A great company with one of the best management teams in Calgary. Has the oil upside which is where you really want to be right now, because the commodity is bottoming. Given where commodity prices are now, there are a lot of dividend cuts, and Torc hasn’t had its turn yet, but she feels management is considering it. The payout ratio is higher than comparable companies. Dividend yield of about 11%.
A natural gas specialist. This is a “Best in class” company in the oil/gas space. Has been able to maintain some growth in this environment as well as maintaining its balance sheet. They are really good at hedging. Have enormous torque to the Montney gas play, and there is a lot of upside to the story on this.

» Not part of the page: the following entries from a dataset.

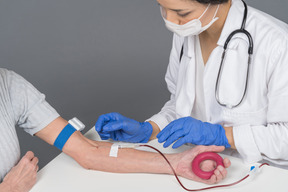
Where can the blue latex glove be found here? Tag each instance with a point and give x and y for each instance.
(190, 130)
(120, 128)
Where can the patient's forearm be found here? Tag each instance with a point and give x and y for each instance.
(128, 160)
(97, 157)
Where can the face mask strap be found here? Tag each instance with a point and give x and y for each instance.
(205, 11)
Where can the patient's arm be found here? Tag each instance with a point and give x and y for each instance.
(95, 155)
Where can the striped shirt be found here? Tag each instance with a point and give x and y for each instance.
(22, 105)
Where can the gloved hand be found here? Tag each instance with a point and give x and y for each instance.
(120, 128)
(190, 130)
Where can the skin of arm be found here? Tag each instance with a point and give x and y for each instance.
(95, 155)
(228, 132)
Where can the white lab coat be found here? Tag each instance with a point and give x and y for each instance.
(260, 123)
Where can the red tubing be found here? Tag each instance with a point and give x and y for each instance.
(202, 157)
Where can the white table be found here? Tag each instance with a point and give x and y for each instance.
(63, 174)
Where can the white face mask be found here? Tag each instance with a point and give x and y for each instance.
(193, 27)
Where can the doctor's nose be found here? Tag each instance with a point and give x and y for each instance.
(173, 18)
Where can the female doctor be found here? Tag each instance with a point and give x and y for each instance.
(228, 80)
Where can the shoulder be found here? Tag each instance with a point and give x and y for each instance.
(266, 27)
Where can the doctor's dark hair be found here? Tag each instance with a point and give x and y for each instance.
(212, 1)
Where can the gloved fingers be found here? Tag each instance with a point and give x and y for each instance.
(173, 137)
(164, 130)
(179, 143)
(168, 131)
(113, 126)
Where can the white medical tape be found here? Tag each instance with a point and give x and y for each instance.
(114, 150)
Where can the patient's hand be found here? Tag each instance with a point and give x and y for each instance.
(183, 164)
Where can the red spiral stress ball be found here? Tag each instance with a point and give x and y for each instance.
(202, 157)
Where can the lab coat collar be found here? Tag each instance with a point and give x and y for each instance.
(232, 23)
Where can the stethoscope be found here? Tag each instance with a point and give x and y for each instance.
(250, 52)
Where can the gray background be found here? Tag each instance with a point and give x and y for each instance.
(92, 56)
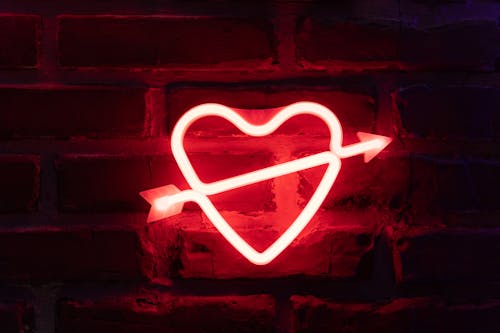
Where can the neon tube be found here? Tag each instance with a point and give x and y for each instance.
(168, 200)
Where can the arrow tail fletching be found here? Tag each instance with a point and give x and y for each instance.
(161, 207)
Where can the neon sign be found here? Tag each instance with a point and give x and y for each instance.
(169, 200)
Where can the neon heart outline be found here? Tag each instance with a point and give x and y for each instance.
(168, 200)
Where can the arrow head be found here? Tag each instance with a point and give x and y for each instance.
(379, 142)
(160, 207)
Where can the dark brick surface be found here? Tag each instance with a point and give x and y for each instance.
(321, 40)
(165, 313)
(19, 183)
(312, 314)
(36, 256)
(451, 112)
(16, 317)
(19, 41)
(138, 41)
(447, 256)
(67, 112)
(358, 44)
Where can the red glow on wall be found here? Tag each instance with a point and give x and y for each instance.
(169, 200)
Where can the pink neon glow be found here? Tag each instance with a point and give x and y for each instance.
(168, 200)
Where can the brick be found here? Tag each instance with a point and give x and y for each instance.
(355, 107)
(145, 41)
(381, 183)
(16, 317)
(451, 112)
(486, 179)
(112, 184)
(40, 256)
(167, 313)
(468, 45)
(311, 314)
(19, 40)
(447, 256)
(440, 185)
(19, 183)
(67, 112)
(344, 43)
(334, 246)
(337, 44)
(105, 184)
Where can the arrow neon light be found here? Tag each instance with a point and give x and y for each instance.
(169, 200)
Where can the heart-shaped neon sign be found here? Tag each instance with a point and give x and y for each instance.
(168, 200)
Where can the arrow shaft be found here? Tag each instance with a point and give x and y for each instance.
(359, 148)
(269, 172)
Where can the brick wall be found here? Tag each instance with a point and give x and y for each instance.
(90, 91)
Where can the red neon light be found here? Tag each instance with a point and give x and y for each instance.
(168, 200)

A great, solid, well-run company, and you can tell that by the way it trades. Free cash flow profile looks healthy, which is good for the investor. Because it is such a good quality company with less beta than the rest of the group, in a rising price environment you are not going to get as much appreciation as you would in some others. This is a company you don’t want to own coming out of a recovery. Also. refining margins are coming down. Feels some of the best upside is going to be in the pure play rather than in an integrated story.
A player in Argentinian shale. A really interesting company, and if you have a little bit of money where you want to play some significant torque, this is an interesting one. Argentina for her is a “no go zone” because of their historical issues of taking assets away. However, the country is improving politically.

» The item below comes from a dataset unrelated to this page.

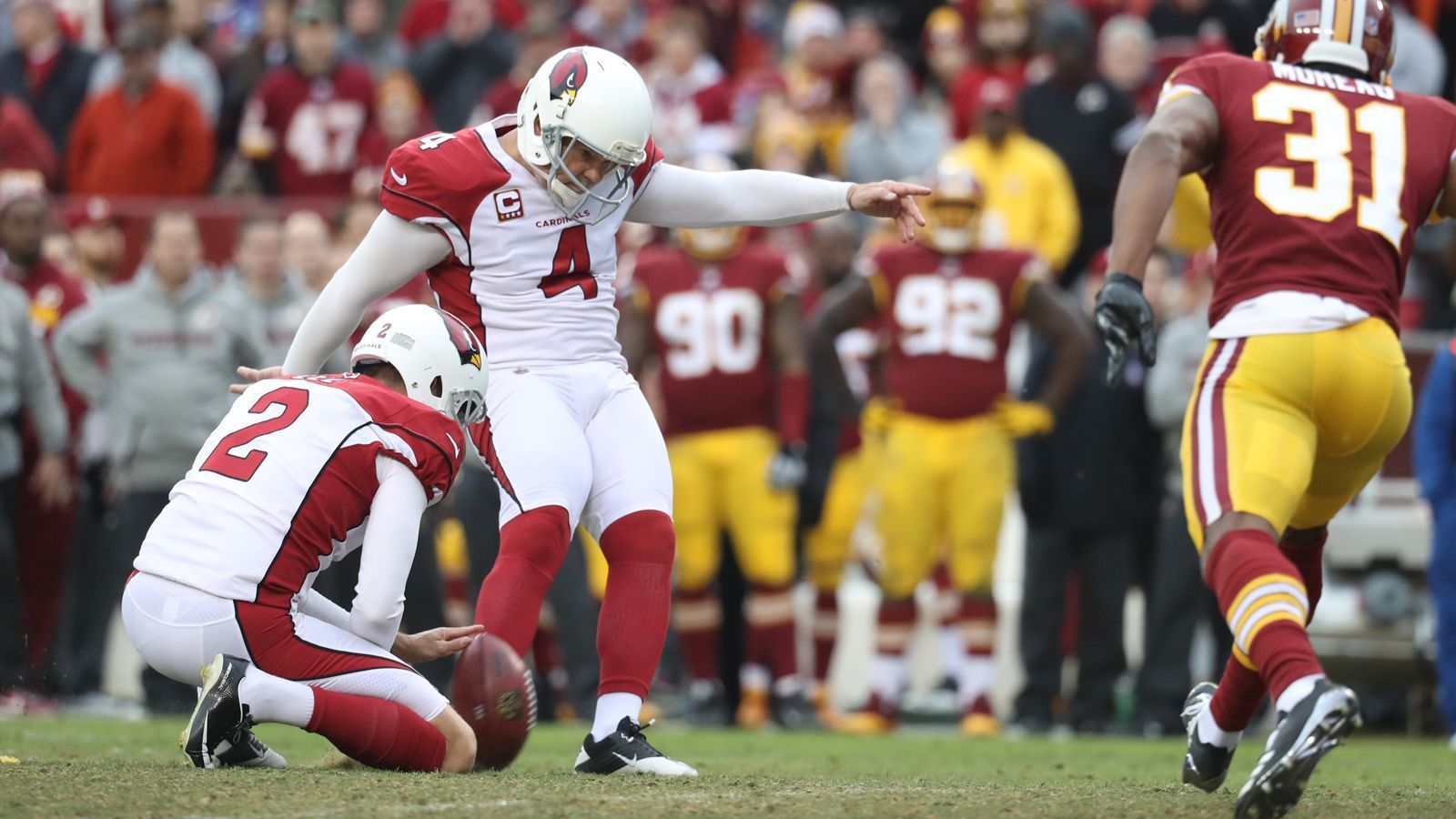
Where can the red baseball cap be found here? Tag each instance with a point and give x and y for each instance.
(91, 212)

A Montney player with a lot of elements for a good potential story. Feels there is a lot of upside, especially with the Waskahigan play. With all these small gas companies, liquidity is a problem. This one has a pretty low debt to cash flow, but the room they have in their lines is somewhat limited. She would like to see it through another credit facility valuation, and that will be coming quite soon for a lot of these companies. Once you are quite certain that the liquidity is there, it would be a good entry point. It is worth a small turn at these prices.
(A Top Pick Feb 12/15. Down 53.5%.) Lots of free cash flow and dividend growth potential is still there in a high oil price environment, but their hedging has rolled off, which makes things a little more challenging. It also increases their debt. Too many people were hiding in this story. Thinks very highly of management. Dividend yield of 7.6%.

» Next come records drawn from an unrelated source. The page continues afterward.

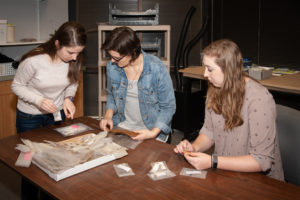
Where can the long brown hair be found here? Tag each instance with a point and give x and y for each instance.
(227, 100)
(68, 34)
(124, 41)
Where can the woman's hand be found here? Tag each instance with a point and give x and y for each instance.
(184, 146)
(199, 160)
(145, 134)
(106, 124)
(48, 105)
(69, 108)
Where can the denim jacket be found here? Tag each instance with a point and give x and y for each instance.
(155, 93)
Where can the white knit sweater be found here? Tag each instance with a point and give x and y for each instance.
(38, 77)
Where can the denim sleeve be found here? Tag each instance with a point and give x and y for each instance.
(110, 103)
(166, 99)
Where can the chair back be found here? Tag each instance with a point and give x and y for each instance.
(288, 127)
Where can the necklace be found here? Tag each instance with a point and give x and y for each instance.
(131, 82)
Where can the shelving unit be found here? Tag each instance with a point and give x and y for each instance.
(102, 60)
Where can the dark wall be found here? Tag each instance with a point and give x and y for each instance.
(266, 31)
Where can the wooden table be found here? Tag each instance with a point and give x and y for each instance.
(285, 83)
(102, 182)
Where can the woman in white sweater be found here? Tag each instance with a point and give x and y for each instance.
(47, 78)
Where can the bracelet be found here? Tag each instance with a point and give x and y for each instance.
(214, 161)
(71, 98)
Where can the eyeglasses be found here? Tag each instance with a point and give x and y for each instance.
(117, 59)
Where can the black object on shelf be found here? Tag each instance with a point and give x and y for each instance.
(178, 54)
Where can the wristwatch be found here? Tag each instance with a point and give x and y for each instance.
(71, 98)
(214, 161)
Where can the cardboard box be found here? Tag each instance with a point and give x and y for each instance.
(260, 73)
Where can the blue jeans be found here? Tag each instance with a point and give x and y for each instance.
(26, 122)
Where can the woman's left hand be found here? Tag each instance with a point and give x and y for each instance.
(69, 108)
(144, 134)
(199, 160)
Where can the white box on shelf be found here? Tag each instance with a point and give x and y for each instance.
(3, 30)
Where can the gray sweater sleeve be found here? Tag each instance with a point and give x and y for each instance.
(20, 87)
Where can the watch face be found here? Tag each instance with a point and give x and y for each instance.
(214, 161)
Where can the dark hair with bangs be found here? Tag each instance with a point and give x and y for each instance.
(124, 41)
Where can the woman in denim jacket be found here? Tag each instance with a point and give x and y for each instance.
(140, 91)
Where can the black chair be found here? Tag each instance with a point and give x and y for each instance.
(288, 127)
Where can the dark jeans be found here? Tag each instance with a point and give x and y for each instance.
(26, 122)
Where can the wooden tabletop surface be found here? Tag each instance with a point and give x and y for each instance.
(285, 83)
(103, 183)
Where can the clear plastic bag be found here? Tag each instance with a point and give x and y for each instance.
(123, 169)
(160, 171)
(73, 129)
(193, 173)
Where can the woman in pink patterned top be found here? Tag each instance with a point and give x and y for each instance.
(240, 118)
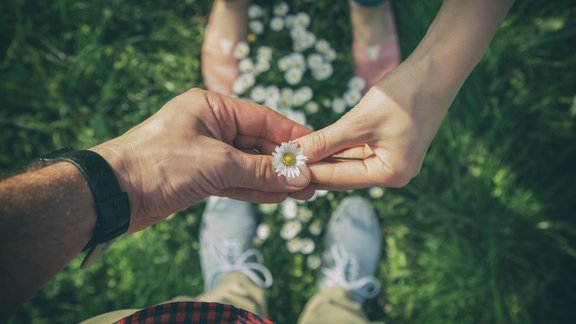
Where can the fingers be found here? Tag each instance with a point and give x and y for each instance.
(263, 145)
(256, 196)
(332, 139)
(257, 172)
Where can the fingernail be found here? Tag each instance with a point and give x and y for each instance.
(300, 181)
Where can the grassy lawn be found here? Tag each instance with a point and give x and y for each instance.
(485, 234)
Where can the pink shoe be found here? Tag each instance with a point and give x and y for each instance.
(219, 66)
(373, 62)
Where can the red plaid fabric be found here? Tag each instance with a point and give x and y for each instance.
(193, 312)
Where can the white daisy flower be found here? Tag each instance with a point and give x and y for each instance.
(352, 97)
(298, 99)
(256, 27)
(255, 11)
(297, 33)
(293, 76)
(312, 107)
(323, 72)
(330, 55)
(313, 262)
(289, 21)
(246, 65)
(290, 229)
(302, 19)
(315, 228)
(307, 246)
(272, 93)
(268, 208)
(262, 66)
(305, 214)
(338, 105)
(322, 46)
(376, 192)
(294, 245)
(356, 83)
(263, 231)
(241, 50)
(258, 94)
(314, 61)
(308, 40)
(286, 93)
(289, 208)
(281, 9)
(276, 24)
(288, 158)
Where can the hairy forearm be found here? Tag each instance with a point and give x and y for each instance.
(46, 218)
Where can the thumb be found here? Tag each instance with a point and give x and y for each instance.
(332, 139)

No money is being made on heavy oil. All the money is being made in the light oil Eagleford play, where they have partnered with Marathon in Texas. An excellent way to play a recovery if you believe in a recovery in oil prices. They have problems on the debt side. At risk of reaching covenants yet again, but thinks they have offense (?), so there is upside for equity holders. Without higher oil prices, this story is quite impaired. If looking for an opportunity on an upside in oil, a small position could be okay.
A challenged company. Has one of the cleaner balance sheets, however management misstepped when they decided they were going to pay the dividend with all shares, and then decided to remove the dividend altogether. This is the trouble when you have one primary shareholder, as they essentially dictate what happens to the company. Doesn’t feel the upside is as great as with other companies. If you own, consider switching.
A challenge in that you have to have a significant bullish sentiment on oil/gas prices, especially oil, to be invested in it. Has significant debt. The maturity for the debt is pretty long dated, such as 2020-2021, however their interest payments per BOE is around $10. They are attempting to address this by potentially selling the access pipeline, but they didn’t talk about this very much in their quarter. She would stay on the sidelines until you know where oil prices are going to go and that management is able to address their debt burden.
Energy. We have seen hundreds of billions of dollars in cuts in CapX spending in the industry. Feels the time for buying energy is probably coming quite soon. It is time for people to get interested in energy, because all the CapX cuts are going to impact production growth in the future, which is where the real opportunity lies. OPEC produces 2 million a day more than they were when all this started. Part of the problem has been OPEC itself, but also we have not had the kind of production we expected from the US, but that is coming. It has a lag time. When we saw the production cap happening in the US, a lot of it came with efficiency gains because of production cuts, and she doesn’t see that for this year, and this year the cuts are really going to impact. There could be a surprise to the upside because of how crude trades on this kind of behaviour. One caveat is that demand is going to be pretty decent this year, but there have been reports out that demand might slow down growth. However, thinks the oil sands is going to be challenged.